If you do figure out a better solution, could you reply back with what you figure out so we can reference it in the future?

Thanks, Aaron
David_Bradley_2
Nimbostratus
Mar 09, 2010
Sure. I'm not coming down on you guys. You do great work and i've learned a ton from you in the past about irules and icontrol. I'm frustrated at the sales rep for saying it could be done and for myself for not being involved in the conversation in the first place. No, actually i'm mildly furious. I'll hack away at it. Maybe I can figure something out. If I do, i'll post here. Thanks for your help.

Dave
spark_86682
Historic F5 Account
Mar 09, 2010
I definitely echo what hoolio said.

That done, it sounds like you're trying to do some variation of "message-based load balancing", which might be a good phrase to look for in the F5 documentation. I don't have a good grip on how to configure it, or the level of support for it in released versions, but that might give you a good starting point.

Now, to expound a bit on the problem, is "Tibco RVD" a request/response protocol, or is it something else? If it is request/response, then suppose that a client sends a request, the server goes down, the BIG-IP acts as you intend and the client is transparently connected to a different server. Now the new server is waiting for a request that the client has already sent. Will the protocol handle this? If not, it may still be possible for the BIG-IP to solve this problem, but it will likely be a very intensive iRules-based solution if any can be found. I'm just trying to consider all the aspects of the problem, so we can try to come to a solution.
hooleylist
Cirrostratus
Mar 09, 2010
Thanks for the suggestions, Spark. I did a quick search on AskF5 for "message-based" and didn't see anything related. Do you have any more info on this?

David, I wonder if you could use a new feature Citizen_elah mentioned, where you can get access to the TCP headers from an iRule:

http://devcentral.f5.com/Default.aspx?tabid=53&forumid=5&postid=1168441&view=topic

If this is necessary for your applications, please open a case and request iRules access to the TCP header fields.

If you could look for server responses with a FIN or RST, then you might be able to intercept the server response and reselect a new pool member. If you do contact F5 Support asking about this feature, I wouldn't try to ask them to provide an iRule which will do this. You might find someone willing to help, but you're more likely to start a debate on what F5 Support supports for iRules. This might be a red herring, but could be worthwhile looking into.

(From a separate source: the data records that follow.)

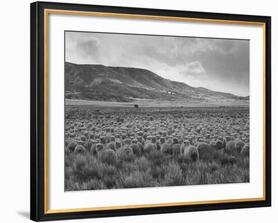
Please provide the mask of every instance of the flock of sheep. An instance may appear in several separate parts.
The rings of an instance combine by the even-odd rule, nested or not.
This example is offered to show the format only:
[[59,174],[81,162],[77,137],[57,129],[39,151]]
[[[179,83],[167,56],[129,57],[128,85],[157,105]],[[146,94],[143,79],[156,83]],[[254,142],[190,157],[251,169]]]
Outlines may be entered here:
[[248,109],[84,109],[66,113],[65,152],[109,164],[156,151],[190,162],[249,156]]

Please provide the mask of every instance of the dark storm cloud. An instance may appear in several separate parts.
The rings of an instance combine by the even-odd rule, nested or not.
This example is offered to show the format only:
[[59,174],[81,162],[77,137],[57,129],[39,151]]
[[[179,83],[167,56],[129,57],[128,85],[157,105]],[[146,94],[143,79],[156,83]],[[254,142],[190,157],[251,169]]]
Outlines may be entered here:
[[249,40],[67,32],[66,61],[147,69],[193,86],[249,95]]

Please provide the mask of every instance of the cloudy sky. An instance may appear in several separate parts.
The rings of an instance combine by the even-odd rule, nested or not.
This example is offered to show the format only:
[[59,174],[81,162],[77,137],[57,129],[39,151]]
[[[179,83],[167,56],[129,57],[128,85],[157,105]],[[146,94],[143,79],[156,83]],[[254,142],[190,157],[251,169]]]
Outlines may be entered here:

Regardless, I think your best bet would be to contact your F5 sales rep and see if they can put you in touch with an F5 engineer or consultant who could provide you with official feedback on your requirements.

Aaron
David_Bradley_2
Nimbostratus
Mar 09, 2010
Thanks for the suggestions. I *think* (translate hope) that the RVD client isn't expecting anything other than a simple TCP ACK back from its request to the server. I need to look at tcpdump and figure this out today. Also, I found out where the packet length field in the RVD header is, so I should be able to TCP::collect until I've gotten a full packet. From there i think i'd need to select a server, open a connection to it (or let the LB pick one) and send the data there. I'm not sure how to do that yet, but i'm wondering if I can get clues from this:

http://devcentral.f5.com/wiki/default.aspx/iRules/LDAPProxy.html

What do you think?

Dave
David_Bradley_2
Nimbostratus
Mar 10, 2010
Actually I think I see what you're saying now. Since these are long-lived TCP connections, I can just simply let the load balancer pick a new target, since the load balancer is out of the loop at that point. So the RVD payload doesn't really matter. The LDAP example I was looking at doesn't apply because it's doing a new TCP connection, so it's able to change pools, etc. I'll work with the F5 guys and see what they say about possible TCP header logic being added to irules. Thanks very much.